A portion of state pension funds should be placed in investment programs targeting local companies.
If I told you I had a way to create 10,000 new jobs in Minnesota, just by changing the investment strategy of one state agency, wouldn't your next words be, "Let's make it happen"?
What state wouldn't want to invest its own pension funds in high-return, job-creating, local businesses, while creating new jobs along the way? Minnesota, apparently.
Thirty-two other states have investment programs targeting local companies, our research shows. Meanwhile, in Minnesota, we sit idle. Those are exactly the kinds of investments that historically produce higher long-term returns than other assets. Right next door, the State of Wisconsin Investment Board (SWIB) in 2010 invested over $12.3 billion in companies with economic ties to Wisconsin. Minnesota's State Board of Investment (SBI), by contrast, invests only 7 percent of its $60 billion portfolio in private equity and 0.3 percent in venture capital, and very little of that in Minnesota firms.
I'm a Minneapolis-based venture capitalist, and I've joined with some colleagues to create Mojo Minnesota, a group working to fuel entrepreneurship and reignite Minnesota's culture of innovation, and a plan for creating 10,000 new jobs in Minnesota, just by using existing money to invest in our local companies. We spend every day trying to help our customers grow their businesses and create more jobs, and we're growing increasingly frustrated at the sliver of money that Minnesota's investment board is putting to work right here at home. Let me remind you that not one penny of taxes needs to be spent to make this job-creating phenomenon happen. All that's needed is a change of strategy by the SBI.
Currently, only a tiny portion of Minnesota's portfolio finds its way into the hands of those creating new, local jobs to get people back to work and build our economy. Minnesota is needlessly withholding the capital and the state investment needed to help maintain our reputation as a center for innovation and entrepreneurial ventures.
Meanwhile, other states are investing in new companies and having visible success in growing their high-tech sectors. Those states are drawing strength -- and jobs -- away from Minnesota, and SBI needs to make a change and become a leader in portfolio investment, or at least be competitive with other states.
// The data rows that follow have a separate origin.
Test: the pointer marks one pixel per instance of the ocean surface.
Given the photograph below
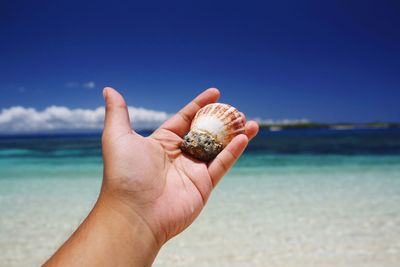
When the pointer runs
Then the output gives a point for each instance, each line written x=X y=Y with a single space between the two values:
x=296 y=198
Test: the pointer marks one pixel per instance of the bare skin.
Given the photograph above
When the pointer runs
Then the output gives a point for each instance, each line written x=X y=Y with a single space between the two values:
x=151 y=191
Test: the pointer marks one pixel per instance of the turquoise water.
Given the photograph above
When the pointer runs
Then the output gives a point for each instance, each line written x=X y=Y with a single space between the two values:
x=296 y=198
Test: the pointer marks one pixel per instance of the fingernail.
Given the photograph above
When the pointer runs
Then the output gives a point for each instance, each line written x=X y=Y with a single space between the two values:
x=104 y=93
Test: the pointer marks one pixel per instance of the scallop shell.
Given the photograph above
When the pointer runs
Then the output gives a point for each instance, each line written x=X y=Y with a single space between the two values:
x=213 y=127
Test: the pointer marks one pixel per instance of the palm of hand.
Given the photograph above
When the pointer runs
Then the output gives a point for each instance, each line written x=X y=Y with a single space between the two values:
x=151 y=175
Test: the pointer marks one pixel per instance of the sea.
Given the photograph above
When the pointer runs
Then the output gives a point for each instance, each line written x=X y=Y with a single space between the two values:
x=299 y=197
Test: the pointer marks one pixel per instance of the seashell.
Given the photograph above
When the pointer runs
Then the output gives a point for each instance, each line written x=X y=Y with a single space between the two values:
x=213 y=127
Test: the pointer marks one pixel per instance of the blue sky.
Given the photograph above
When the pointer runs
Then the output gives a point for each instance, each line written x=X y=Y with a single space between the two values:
x=327 y=61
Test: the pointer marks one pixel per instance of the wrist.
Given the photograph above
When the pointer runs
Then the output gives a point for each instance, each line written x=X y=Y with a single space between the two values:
x=128 y=228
It makes sense to invest in venture capital, because venture capital is just about the best way going to create companies and jobs. According to the National Venture Capital Association, investment in venture capital-backed companies equates to about 0.2 percent of annual U.S. gross domestic product (GDP). However, these companies employed 11 percent of the total U.S. private-sector workforce and generated revenue equal to 21 percent of U.S. GDP. Additionally, for every dollar of venture capital invested from 1970 to 2010, $6.27 of revenue was generated.
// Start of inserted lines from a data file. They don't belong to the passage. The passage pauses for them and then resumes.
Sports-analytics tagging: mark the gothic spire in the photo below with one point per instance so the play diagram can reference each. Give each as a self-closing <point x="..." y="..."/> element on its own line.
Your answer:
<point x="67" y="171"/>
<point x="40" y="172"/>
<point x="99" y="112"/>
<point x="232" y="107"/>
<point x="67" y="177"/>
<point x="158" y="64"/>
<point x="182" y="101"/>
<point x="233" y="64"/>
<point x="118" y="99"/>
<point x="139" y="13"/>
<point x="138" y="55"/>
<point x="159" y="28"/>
We could have the same sort of growth-generating, job-creating results right here in Minnesota if a larger portion of the investment board's assets were allocated to local venture capitalists focused on Minnesota companies. Pensioners who rely on the state of Minnesota have every reason to expect that the board is investing their money not only safely, but wisely. Not only should state workers welcome a chance for a small portion of their retirement funds to be used in this way, but they would certainly welcome the opportunity to create jobs right here in Minnesota.
The state investment board places funds with independent professional investment firms. And it should continue to do so. But it's time for the board to specifically select investment firms that are focused on investing in Minnesota. Even if the board targeted 0.25 percent (or $150 million) of the assets of state pensioners for investment in private Minnesota companies, such an investment would still leave the board far below the average venture capital allocation for portfolios of its size.
Such a move would not only provide our pensioners and public servants with the best possible return on their monies, it could also lead to the creation of an estimated 10,000 or more new jobs.
Minnesota is used to leading the pack in a number of key economic sectors. Now it's time for us to move to the top of the list for in-state investment. Thirty-third place isn't good enough.